Our daughter said goodbye to Gabbie that morning before she got on the bus to school. The vet came that afternoon. We buried her just beyond the apple trees, with the other pets of years past.
Speaking of the apple trees, after nine springs there were finally apples last fall. One tree was girdled by rodents last winter, but remarkably, it is holding on. I thought the trees' bark was tough enough, that they were old enough, but I was wrong. I'm still angry and bitter that you never got to see them bloom, or taste their sweetness.
Our daughter has lost two teeth and is learning to read. She is in kindergarten now. She is so tall, and she swims like a fish.
Your grandmother died the year after you, in the summer. Your favourite author of such lovely Vermont stories, Howard Frank Mosher, died this winter. Our dear friend Wally succumbed to cancer the following month, not long after our last visit.
Our daughter is 6 now. On the way home from swim lessons the other night, she recounted all of her loved ones who have died, marking them off on her fingers as she went. I worry that she is becoming too accustomed to death.
My boyfriend and I have a baby on the way, due near the end of June. It was unexpected and we weren't ready and I never thought I'd have an accidental pregnancy at 32, but here we are. Now that the shock has worn off, and a small bit of the chaos, I cannot wait to hold this baby in my arms.
You and my boyfriend are so different in almost every way. He and I love each other dearly and, so importantly, he is not threatened by the love that still exists for you, by your presence in our home or by the grief that will never entirely subside, even with new love and new life.
After you died, our daughter begged me for a baby brother or sister, and it eviscerated me every time. She was so little; she didn't understand. And now this.

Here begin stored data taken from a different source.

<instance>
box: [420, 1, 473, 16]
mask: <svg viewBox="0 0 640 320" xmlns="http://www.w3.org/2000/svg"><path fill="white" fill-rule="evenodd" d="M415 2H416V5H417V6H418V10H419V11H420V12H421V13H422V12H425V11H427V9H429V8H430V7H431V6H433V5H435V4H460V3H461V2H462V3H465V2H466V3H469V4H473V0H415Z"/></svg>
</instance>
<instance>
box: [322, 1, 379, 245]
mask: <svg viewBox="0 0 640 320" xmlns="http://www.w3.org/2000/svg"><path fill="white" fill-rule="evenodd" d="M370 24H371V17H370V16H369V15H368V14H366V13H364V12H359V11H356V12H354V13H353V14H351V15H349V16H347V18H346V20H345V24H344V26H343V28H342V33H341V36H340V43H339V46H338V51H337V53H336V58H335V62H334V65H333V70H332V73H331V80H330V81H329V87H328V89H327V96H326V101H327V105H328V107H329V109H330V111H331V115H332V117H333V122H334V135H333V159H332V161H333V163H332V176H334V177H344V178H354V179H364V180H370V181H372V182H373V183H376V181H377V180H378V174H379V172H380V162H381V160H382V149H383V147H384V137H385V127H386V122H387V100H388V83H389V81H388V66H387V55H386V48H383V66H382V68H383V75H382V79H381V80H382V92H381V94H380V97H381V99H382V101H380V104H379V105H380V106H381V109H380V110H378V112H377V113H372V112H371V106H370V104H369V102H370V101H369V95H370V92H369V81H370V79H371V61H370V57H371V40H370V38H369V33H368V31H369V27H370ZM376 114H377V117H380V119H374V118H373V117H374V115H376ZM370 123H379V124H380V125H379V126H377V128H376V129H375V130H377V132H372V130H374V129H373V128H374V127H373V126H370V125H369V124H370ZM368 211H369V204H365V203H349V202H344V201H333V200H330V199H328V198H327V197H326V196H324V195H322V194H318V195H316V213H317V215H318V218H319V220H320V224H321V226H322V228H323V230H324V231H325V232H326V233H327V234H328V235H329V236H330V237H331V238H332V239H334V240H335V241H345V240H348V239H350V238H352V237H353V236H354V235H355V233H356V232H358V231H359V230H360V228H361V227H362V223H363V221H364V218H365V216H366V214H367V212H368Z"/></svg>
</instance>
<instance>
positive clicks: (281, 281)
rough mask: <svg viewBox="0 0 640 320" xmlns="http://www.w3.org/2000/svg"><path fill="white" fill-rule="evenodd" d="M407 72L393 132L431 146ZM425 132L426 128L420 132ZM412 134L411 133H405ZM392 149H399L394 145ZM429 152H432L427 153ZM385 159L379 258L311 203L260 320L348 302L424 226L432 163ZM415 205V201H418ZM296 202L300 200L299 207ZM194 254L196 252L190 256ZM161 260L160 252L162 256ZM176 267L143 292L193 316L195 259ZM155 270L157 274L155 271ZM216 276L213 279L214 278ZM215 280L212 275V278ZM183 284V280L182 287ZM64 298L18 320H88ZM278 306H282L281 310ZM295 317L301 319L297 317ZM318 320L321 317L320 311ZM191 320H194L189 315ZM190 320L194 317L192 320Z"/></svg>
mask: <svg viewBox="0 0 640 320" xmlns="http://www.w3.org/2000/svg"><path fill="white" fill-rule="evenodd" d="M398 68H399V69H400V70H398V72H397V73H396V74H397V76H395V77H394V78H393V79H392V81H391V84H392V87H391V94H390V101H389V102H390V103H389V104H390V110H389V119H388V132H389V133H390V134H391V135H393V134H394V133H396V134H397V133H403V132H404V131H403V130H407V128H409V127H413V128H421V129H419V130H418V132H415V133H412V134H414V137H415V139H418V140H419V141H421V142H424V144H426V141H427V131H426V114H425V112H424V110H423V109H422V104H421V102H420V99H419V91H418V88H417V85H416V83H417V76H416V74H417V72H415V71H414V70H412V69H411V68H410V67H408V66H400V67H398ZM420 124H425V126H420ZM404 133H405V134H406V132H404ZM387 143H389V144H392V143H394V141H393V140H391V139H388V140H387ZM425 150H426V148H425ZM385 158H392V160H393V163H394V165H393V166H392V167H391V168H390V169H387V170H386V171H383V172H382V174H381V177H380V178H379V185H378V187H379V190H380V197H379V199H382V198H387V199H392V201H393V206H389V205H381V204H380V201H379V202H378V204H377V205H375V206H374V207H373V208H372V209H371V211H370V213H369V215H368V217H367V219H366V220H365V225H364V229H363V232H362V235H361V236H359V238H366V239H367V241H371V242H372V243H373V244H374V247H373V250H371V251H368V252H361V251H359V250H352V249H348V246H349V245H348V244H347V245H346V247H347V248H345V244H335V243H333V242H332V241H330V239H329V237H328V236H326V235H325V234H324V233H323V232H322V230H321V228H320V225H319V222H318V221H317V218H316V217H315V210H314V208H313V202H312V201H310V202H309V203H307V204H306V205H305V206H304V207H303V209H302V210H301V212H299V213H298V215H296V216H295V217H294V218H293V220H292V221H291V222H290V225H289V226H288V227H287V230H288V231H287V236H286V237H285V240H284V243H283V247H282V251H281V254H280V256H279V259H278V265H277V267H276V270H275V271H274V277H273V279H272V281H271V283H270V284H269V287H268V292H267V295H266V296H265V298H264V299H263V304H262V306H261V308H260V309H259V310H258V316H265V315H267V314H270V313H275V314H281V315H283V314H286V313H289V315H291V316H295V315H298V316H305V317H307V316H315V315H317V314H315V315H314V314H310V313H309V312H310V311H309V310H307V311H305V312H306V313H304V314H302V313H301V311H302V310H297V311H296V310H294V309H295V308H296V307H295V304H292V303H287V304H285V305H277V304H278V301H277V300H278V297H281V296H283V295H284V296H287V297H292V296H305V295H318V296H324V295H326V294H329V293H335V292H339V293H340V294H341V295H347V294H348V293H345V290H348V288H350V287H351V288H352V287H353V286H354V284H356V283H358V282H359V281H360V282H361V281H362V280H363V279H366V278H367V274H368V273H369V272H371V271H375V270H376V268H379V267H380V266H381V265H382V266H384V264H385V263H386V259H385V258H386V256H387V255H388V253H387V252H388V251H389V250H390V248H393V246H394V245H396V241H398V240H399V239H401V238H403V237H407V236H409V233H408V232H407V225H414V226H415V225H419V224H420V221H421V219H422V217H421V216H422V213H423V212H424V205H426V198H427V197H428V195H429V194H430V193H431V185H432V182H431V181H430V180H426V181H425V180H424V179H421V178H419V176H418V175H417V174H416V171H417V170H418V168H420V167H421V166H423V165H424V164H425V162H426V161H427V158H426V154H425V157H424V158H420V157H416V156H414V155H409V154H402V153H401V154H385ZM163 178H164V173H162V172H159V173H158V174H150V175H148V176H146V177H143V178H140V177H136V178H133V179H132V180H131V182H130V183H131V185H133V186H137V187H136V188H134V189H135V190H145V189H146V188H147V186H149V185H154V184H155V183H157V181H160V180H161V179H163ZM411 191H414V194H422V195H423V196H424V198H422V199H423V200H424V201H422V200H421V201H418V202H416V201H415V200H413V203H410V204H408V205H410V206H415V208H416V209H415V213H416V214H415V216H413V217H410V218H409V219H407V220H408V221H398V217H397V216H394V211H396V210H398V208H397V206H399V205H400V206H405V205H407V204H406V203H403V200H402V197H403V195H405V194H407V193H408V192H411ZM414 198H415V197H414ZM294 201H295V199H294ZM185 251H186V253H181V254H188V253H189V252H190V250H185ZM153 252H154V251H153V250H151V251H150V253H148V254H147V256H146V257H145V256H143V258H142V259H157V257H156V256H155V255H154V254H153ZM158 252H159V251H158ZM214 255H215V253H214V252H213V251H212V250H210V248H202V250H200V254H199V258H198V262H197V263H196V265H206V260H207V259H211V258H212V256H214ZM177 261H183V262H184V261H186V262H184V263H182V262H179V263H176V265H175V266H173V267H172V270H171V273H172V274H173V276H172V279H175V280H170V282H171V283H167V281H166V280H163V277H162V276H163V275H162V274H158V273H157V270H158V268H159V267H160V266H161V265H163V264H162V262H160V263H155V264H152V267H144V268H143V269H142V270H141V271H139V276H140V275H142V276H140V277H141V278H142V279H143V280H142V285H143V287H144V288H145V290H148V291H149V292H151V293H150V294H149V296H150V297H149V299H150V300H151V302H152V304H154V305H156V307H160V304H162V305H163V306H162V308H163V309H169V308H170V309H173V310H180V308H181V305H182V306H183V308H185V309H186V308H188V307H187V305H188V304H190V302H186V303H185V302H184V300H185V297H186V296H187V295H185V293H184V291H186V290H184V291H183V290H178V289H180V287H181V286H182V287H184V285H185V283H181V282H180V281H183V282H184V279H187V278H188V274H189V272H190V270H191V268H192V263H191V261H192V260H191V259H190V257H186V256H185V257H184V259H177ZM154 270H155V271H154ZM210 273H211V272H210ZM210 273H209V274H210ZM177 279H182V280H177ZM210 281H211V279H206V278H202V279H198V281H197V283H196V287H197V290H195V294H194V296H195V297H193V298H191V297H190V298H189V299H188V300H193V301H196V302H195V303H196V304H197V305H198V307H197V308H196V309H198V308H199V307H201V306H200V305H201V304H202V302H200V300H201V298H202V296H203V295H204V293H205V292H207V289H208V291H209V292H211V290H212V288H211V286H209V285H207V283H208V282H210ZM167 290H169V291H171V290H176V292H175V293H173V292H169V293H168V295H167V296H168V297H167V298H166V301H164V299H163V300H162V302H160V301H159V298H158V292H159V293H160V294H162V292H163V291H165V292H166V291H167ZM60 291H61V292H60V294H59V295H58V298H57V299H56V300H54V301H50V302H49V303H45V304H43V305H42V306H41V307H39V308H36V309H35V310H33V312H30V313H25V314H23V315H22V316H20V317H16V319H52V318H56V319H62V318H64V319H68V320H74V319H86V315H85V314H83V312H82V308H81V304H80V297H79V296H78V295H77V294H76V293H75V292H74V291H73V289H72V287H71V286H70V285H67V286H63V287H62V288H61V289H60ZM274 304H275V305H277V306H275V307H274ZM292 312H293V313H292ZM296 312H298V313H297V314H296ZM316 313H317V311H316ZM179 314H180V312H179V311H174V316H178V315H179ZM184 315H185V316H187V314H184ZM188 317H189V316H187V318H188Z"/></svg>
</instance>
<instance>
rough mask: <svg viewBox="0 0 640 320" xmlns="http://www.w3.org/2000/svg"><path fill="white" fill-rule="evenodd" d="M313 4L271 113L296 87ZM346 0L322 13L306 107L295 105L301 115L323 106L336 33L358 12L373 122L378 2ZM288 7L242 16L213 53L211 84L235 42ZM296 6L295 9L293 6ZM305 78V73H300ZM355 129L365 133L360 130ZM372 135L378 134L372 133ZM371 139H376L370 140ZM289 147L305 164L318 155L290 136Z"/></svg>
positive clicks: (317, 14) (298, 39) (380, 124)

Sometimes when I feel the little girl in my belly kick, I think about how much we wanted another baby together, and how we did everything and nothing worked, and how now, against absolutely colossal odds, there is this.
It felt like all of the work I did to grieve your death - to grieve the second child we would never have; to grieve the knowledge that I would raise our daughter alone; to grieve the fact that I believed I would never be a parent again and the effort it took to be at peace with that; to grieve, grieve, grieve - was undone in an instant.
I am trying to steel myself to leave this house, which will soon be much too small, and this land, and that is another level of grief: the marsh, the asparagus bed, those apple trees.
After you died, we planted a cherry tree here for you, a hardy, northern variety. Our daughter watered her "Daddy" tree all that summer and we watched for it to leaf out the following spring, but it did not survive the winter. Without explanation, like so many things.
When my breath gets caught in my chest and I start to panic, I try to remember the ease with which you handled everything. I try to remember holding you as you died in my arms, because there are few things in this world more important than that.
Life is hard and sad and uncanny at times, but you taught me to watch for the trees baring the undersides of their leaves to the sky to tell of approaching rain: A storm and trauma and essential life-giving water all at once, and I am trying to hold on to that truth.